Réf. : CE 3e et 8e ch. réunies, 26 avril 2024, n° 466062, mentionné aux tables du recueil Lebon
Introduction
La liberté d'établissement est un principe fondamental du droit communautaire européen, mais son application dans le cadre des règles fiscales nationales peut parfois soulever des questions complexes. Un récent arrêt du Conseil d'État français, daté du 26 avril 2024, illustre bien ces enjeux. Cet article examine la décision relative à l'impossibilité pour une société mère d'un groupe fiscalement intégré de déduire les pertes de ses filiales non-résidentes, en se basant sur le cas d'une succursale luxembourgeoise.
Contexte Juridique
En vertu des articles 1844 et 1844-10 du Code civil français et L. 227-16 du Code de commerce, les statuts d'une société peuvent prévoir l'exclusion d'un associé par une décision collective des associés.
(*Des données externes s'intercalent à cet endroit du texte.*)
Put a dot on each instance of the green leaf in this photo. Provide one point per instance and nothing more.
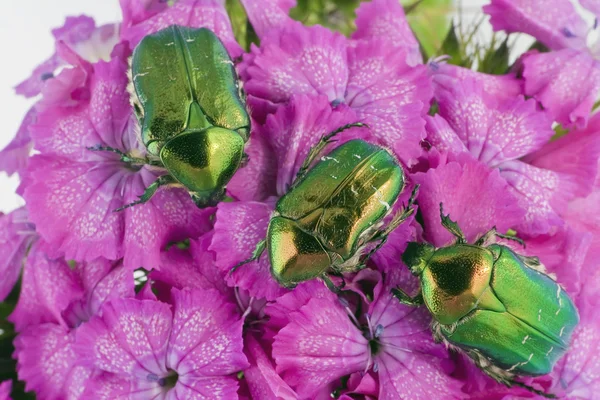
(495, 61)
(430, 21)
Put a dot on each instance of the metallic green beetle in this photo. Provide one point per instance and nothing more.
(191, 109)
(333, 212)
(496, 306)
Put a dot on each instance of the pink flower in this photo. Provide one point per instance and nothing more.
(145, 348)
(72, 192)
(322, 343)
(474, 196)
(500, 134)
(567, 80)
(16, 235)
(5, 388)
(141, 19)
(371, 76)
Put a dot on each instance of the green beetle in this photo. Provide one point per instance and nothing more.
(498, 307)
(191, 109)
(333, 212)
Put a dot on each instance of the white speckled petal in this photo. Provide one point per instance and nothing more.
(14, 157)
(298, 125)
(209, 14)
(493, 131)
(385, 19)
(206, 340)
(48, 287)
(474, 196)
(318, 346)
(239, 227)
(256, 180)
(558, 26)
(262, 380)
(389, 95)
(268, 14)
(566, 82)
(298, 60)
(16, 234)
(46, 362)
(130, 338)
(541, 192)
(501, 87)
(410, 364)
(577, 375)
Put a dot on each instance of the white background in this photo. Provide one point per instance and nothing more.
(26, 41)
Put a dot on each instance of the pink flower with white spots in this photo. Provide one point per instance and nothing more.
(146, 349)
(565, 81)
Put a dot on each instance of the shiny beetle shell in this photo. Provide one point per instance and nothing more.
(192, 112)
(325, 218)
(495, 305)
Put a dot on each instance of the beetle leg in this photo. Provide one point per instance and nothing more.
(404, 298)
(319, 147)
(124, 156)
(493, 233)
(451, 226)
(330, 285)
(150, 191)
(260, 248)
(382, 234)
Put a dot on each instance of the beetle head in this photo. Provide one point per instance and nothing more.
(416, 256)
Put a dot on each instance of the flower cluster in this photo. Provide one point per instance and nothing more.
(141, 304)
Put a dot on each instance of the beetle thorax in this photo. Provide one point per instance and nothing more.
(455, 279)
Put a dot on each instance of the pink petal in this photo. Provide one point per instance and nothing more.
(389, 95)
(542, 193)
(298, 60)
(256, 180)
(75, 30)
(566, 82)
(238, 228)
(574, 156)
(492, 131)
(563, 254)
(14, 157)
(385, 19)
(297, 126)
(217, 387)
(441, 135)
(192, 268)
(5, 389)
(474, 196)
(501, 87)
(107, 386)
(46, 361)
(48, 287)
(16, 235)
(558, 26)
(130, 338)
(206, 340)
(263, 382)
(102, 283)
(591, 5)
(265, 15)
(279, 312)
(209, 14)
(407, 347)
(577, 375)
(318, 346)
(73, 207)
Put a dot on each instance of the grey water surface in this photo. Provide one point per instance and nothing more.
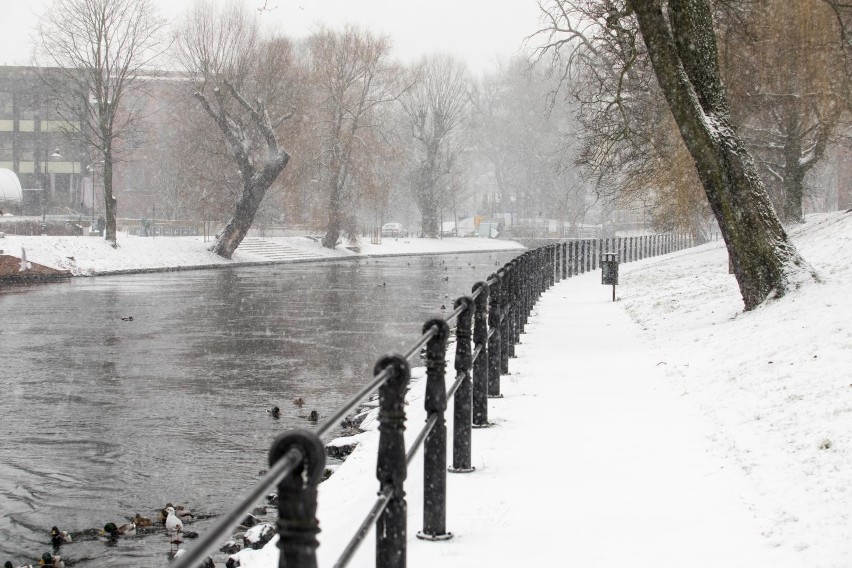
(104, 418)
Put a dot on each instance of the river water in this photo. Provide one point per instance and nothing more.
(103, 418)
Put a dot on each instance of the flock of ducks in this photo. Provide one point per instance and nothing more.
(172, 517)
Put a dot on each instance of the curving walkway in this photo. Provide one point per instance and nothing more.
(594, 461)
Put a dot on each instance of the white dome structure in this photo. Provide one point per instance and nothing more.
(10, 187)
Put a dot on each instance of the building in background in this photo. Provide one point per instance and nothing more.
(41, 143)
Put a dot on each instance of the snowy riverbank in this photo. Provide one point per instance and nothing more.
(88, 256)
(677, 429)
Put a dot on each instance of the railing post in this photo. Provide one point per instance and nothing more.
(463, 399)
(505, 317)
(575, 258)
(494, 319)
(517, 303)
(526, 287)
(552, 270)
(391, 471)
(480, 366)
(435, 446)
(297, 499)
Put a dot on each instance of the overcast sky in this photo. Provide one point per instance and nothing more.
(479, 31)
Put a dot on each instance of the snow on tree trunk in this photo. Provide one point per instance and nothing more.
(682, 49)
(238, 140)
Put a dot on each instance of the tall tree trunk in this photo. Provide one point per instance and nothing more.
(110, 203)
(682, 49)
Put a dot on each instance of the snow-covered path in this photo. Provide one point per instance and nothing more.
(595, 459)
(636, 486)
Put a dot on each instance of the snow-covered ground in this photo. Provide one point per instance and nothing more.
(667, 429)
(86, 256)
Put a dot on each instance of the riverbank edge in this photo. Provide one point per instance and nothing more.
(238, 263)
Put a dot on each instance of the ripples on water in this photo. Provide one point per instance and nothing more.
(104, 418)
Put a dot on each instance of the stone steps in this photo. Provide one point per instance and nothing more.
(274, 251)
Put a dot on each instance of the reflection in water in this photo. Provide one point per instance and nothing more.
(104, 418)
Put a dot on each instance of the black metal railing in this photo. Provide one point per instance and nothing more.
(489, 324)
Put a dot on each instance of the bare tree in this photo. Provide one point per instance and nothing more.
(437, 110)
(522, 132)
(101, 49)
(353, 80)
(791, 93)
(241, 80)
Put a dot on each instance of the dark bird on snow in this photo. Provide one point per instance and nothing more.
(47, 559)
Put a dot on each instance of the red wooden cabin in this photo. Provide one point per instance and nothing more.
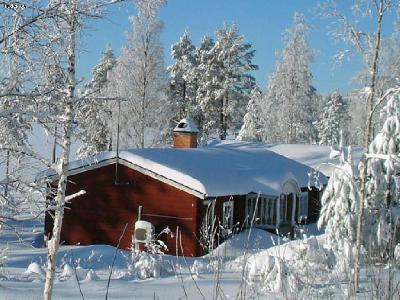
(183, 189)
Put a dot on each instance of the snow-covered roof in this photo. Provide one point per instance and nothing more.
(314, 156)
(186, 125)
(220, 169)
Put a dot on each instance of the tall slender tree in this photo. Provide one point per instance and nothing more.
(140, 78)
(184, 54)
(290, 93)
(333, 121)
(252, 122)
(93, 112)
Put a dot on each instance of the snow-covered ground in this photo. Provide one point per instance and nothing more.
(269, 274)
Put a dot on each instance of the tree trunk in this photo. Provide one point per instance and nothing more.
(221, 119)
(53, 159)
(182, 109)
(7, 174)
(54, 242)
(368, 137)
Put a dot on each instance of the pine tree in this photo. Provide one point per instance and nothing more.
(382, 167)
(334, 120)
(252, 127)
(203, 75)
(233, 64)
(184, 54)
(339, 203)
(93, 113)
(140, 78)
(290, 94)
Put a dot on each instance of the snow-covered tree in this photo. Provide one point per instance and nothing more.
(233, 66)
(182, 85)
(382, 167)
(334, 119)
(140, 78)
(93, 112)
(223, 80)
(368, 45)
(340, 201)
(290, 93)
(252, 125)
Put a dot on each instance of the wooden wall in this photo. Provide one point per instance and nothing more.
(99, 216)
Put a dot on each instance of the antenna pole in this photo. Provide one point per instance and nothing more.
(116, 164)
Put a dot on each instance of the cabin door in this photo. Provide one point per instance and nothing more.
(286, 208)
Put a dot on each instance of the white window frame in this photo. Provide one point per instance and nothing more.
(265, 212)
(227, 221)
(303, 206)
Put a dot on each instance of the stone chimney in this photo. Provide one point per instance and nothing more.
(185, 134)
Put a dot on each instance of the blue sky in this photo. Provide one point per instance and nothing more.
(262, 22)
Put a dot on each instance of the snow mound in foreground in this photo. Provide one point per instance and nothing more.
(250, 240)
(34, 268)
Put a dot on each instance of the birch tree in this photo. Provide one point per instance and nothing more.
(290, 93)
(333, 121)
(93, 113)
(49, 37)
(252, 128)
(182, 85)
(368, 47)
(139, 77)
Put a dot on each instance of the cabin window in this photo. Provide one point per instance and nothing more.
(261, 209)
(227, 214)
(302, 204)
(283, 207)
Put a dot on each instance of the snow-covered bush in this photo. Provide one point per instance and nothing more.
(3, 261)
(149, 263)
(301, 269)
(146, 266)
(382, 167)
(267, 272)
(339, 203)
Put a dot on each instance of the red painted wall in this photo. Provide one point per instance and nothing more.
(99, 216)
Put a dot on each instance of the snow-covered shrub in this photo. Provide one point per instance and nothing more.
(146, 266)
(339, 202)
(198, 267)
(267, 272)
(3, 261)
(67, 272)
(91, 276)
(302, 270)
(149, 263)
(382, 166)
(397, 254)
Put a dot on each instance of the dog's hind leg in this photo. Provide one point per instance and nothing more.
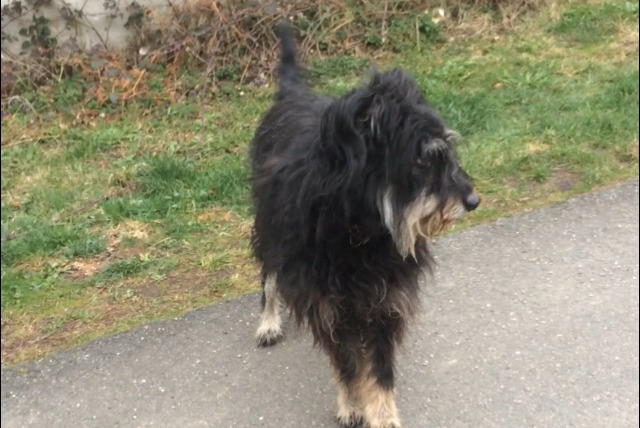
(345, 357)
(270, 330)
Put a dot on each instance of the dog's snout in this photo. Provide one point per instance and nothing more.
(472, 201)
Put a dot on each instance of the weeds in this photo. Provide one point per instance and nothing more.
(118, 213)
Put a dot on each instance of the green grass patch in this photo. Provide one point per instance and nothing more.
(113, 216)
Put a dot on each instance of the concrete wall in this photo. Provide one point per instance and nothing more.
(97, 26)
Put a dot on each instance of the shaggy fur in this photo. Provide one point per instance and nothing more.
(346, 192)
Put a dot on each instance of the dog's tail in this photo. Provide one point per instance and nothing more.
(290, 73)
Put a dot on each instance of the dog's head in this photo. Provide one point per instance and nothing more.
(402, 156)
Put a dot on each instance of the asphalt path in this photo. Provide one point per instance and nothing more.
(530, 321)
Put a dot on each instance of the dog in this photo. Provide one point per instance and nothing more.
(346, 192)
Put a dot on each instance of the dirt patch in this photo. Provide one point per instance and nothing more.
(562, 180)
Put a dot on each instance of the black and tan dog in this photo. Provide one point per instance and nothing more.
(346, 192)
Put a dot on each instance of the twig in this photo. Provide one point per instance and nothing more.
(383, 30)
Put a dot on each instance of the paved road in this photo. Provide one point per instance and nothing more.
(531, 321)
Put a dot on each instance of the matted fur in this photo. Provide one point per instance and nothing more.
(346, 192)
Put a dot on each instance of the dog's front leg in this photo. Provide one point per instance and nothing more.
(270, 330)
(375, 386)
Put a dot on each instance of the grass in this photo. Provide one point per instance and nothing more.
(115, 216)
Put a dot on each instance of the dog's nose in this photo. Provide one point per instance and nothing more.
(472, 201)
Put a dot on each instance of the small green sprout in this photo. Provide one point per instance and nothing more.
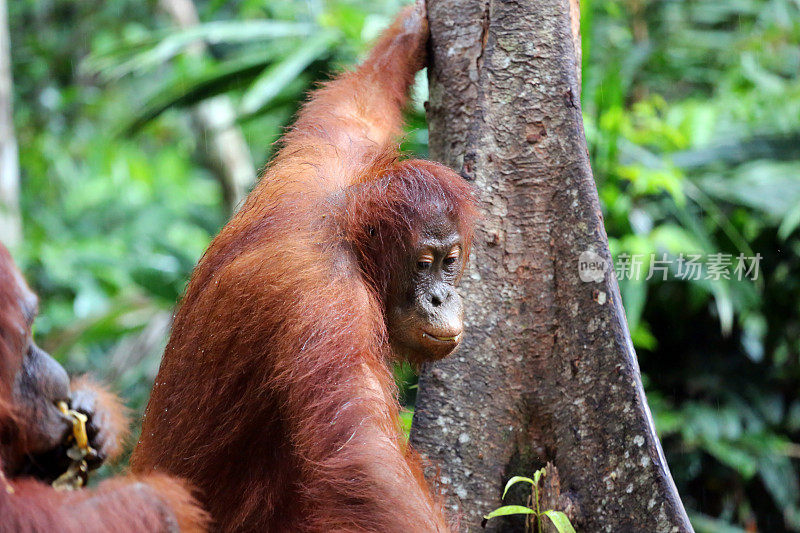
(559, 519)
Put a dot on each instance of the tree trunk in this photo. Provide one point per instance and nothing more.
(10, 220)
(222, 143)
(547, 371)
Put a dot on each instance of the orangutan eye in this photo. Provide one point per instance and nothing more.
(424, 262)
(452, 257)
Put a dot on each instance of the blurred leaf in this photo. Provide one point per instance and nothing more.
(279, 75)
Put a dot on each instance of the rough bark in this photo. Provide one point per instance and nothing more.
(222, 143)
(10, 218)
(547, 371)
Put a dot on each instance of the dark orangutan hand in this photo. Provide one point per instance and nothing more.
(106, 425)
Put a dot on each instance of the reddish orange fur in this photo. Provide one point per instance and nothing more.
(115, 420)
(151, 503)
(274, 396)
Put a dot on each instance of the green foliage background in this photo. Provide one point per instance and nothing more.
(692, 111)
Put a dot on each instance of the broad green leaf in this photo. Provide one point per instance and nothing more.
(183, 91)
(560, 520)
(507, 510)
(276, 77)
(238, 31)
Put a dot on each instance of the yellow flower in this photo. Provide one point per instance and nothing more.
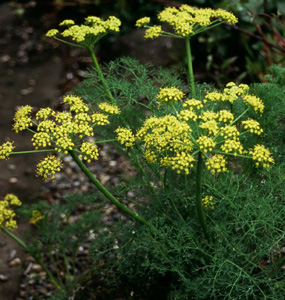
(253, 126)
(36, 217)
(232, 92)
(100, 119)
(225, 116)
(143, 21)
(262, 156)
(232, 146)
(22, 118)
(12, 199)
(52, 33)
(185, 20)
(76, 103)
(44, 113)
(255, 102)
(153, 32)
(125, 136)
(47, 126)
(181, 162)
(41, 139)
(109, 108)
(90, 32)
(229, 132)
(6, 149)
(89, 151)
(214, 97)
(67, 23)
(211, 126)
(63, 144)
(113, 24)
(208, 202)
(187, 114)
(7, 214)
(216, 164)
(193, 103)
(48, 167)
(206, 143)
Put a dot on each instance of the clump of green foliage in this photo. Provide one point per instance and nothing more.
(244, 261)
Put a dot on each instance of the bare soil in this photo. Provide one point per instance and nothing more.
(23, 80)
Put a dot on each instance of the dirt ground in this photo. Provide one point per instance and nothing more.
(31, 73)
(35, 83)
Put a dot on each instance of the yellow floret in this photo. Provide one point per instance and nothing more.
(6, 149)
(143, 21)
(125, 136)
(262, 156)
(22, 118)
(48, 167)
(216, 164)
(153, 32)
(52, 33)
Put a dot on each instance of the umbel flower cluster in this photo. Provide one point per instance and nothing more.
(7, 213)
(61, 131)
(207, 126)
(88, 33)
(186, 21)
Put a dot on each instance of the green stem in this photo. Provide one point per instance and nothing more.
(32, 151)
(105, 192)
(98, 69)
(199, 206)
(190, 67)
(38, 259)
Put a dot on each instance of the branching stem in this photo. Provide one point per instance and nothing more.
(105, 192)
(199, 206)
Cependant, toute stipulation visant à priver l'associé menacé de son droit de vote est réputée non écrite. Ce principe a été appliqué dans le cas de l'imputation des pertes de filiales non-résidentes par la société mère.
Les Faits
Une société mère française d’un groupe fiscalement intégré a tenté d’imputer sur le résultat de l’une de ses filiales les pertes définitives subies par une succursale luxembourgeoise de cette filiale. Cette demande a été initialement acceptée par le tribunal administratif de Montreuil, mais rejetée en appel par la cour administrative d'appel de Versailles. La société mère a alors porté l'affaire devant le Conseil d'État.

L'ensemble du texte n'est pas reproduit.